As glaciers melt, new lakes will form which will burst their banks and flood towns below them. The changed timing of the water flow will have a major impact on the availability of water for agriculture and hydropower. These problems are expected to worsen as temperatures rise. 

Mountain ecosystems provide critical services to humans – sequestering CO2, cleaning water and the air and regulating flood waters. More than half of human society depends on mountains for their livelihoods, and mountains provide habitat for many species. 

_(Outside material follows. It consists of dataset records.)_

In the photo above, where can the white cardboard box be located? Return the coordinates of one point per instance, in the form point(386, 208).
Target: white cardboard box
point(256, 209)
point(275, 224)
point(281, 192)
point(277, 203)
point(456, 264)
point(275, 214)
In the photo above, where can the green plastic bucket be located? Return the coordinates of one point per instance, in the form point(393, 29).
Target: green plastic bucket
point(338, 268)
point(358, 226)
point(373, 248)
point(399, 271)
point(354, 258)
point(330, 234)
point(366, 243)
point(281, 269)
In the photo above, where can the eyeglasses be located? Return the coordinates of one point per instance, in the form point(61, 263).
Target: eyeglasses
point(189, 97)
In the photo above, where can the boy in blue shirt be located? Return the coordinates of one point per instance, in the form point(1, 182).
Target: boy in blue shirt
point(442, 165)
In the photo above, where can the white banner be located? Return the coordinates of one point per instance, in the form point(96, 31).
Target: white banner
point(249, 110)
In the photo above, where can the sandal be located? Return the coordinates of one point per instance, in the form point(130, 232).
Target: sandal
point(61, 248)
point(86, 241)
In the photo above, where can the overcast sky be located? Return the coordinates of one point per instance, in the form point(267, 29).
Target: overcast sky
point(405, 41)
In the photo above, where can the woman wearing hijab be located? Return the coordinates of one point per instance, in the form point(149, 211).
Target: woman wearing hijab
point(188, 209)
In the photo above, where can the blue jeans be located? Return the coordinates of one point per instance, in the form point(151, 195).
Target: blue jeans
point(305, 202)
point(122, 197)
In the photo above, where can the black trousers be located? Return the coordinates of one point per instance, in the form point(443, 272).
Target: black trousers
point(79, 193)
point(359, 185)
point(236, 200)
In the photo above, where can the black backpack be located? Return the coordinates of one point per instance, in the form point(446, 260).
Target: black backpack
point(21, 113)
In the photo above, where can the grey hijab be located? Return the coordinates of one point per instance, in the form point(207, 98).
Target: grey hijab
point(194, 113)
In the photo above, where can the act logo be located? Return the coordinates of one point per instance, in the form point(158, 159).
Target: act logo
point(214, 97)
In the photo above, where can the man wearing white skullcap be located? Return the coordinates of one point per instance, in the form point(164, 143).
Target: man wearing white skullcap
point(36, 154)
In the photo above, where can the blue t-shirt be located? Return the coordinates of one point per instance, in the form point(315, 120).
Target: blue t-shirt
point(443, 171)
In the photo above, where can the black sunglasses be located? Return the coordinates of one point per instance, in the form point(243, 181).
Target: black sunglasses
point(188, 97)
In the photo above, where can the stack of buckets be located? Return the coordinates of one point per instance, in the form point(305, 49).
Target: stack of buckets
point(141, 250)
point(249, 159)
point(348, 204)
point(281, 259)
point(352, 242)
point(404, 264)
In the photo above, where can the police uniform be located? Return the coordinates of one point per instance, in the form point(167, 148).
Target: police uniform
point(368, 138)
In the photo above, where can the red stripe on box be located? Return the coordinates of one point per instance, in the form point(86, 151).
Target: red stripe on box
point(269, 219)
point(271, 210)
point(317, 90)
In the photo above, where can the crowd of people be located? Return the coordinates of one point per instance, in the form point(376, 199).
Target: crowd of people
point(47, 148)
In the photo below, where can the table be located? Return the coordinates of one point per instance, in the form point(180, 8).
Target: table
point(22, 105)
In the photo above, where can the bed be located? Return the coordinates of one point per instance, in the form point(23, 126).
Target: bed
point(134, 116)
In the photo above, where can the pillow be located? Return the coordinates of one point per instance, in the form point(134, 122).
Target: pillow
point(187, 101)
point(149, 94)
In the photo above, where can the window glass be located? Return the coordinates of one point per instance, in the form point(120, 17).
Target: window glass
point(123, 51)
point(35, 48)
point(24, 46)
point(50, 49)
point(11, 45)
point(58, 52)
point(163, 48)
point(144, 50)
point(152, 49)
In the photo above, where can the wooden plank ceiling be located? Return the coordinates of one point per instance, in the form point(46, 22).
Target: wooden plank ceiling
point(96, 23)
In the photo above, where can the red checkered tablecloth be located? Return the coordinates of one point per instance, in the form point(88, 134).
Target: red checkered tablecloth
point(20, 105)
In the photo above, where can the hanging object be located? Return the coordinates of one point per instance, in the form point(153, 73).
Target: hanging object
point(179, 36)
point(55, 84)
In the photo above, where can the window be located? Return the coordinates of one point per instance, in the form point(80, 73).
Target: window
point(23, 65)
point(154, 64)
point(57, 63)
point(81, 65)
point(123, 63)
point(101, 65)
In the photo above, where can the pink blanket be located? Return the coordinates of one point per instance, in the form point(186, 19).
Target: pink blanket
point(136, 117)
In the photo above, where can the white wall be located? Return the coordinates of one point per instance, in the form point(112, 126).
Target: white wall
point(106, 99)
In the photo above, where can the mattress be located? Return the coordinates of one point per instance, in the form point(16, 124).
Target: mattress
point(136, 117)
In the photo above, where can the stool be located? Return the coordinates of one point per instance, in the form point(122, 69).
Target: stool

High-altitude mountain areas such as the Pyrenees are warming much faster than lowland regions because of climate change. The higher temperatures are accelerating biochemical reactions such as photosynthesis in plants, rates of decomposition and sedimentation, organic carbon mineralization and regrowth of grazed meadows. These changes are destabilising mountain ecosystems.

Increased flooding in some mountains because of climate change is releasing heavy metals that had been stored in frozen peatbogs and peatlands.

Toxic organic pollutants also are being carried from lowlands to sensitive mountain ecosystems by evaporation, cloud formation, wind and precipitation. 

Introducing fish into mountain lakes has led to water systems being flooded with too many nutrients. With higher temperatures, this has caused algae to bloom, producing cyanotoxins in high enough concentrations to cause illness in animals and humans.

In other words, many mountain ranges are no longer as healthy and pristine as they appear. They are much more fragile than we realize. 

In the future, they may no longer provide us with the clean drinking water, clean air and other ecosystem services we need. Scientists are warning that we may have to take more drastic measures to save mountain environments and the essential services they provide than we have hitherto done.

The Earth is literally moving under our feet – its crust being resurfaced over and over as mountains are thrust up and then erode into molehills, ocean floors spread and recede, volcanoes build new cones and blow others away, and earthquakes send rocks heaving and tumbling. 

Our contribution to climate change means that we are influencing the process of mountains changing. We not only can but are moving mountains in ways that are forcing us to rethink the notion that both mountains and our own way of life are permanent.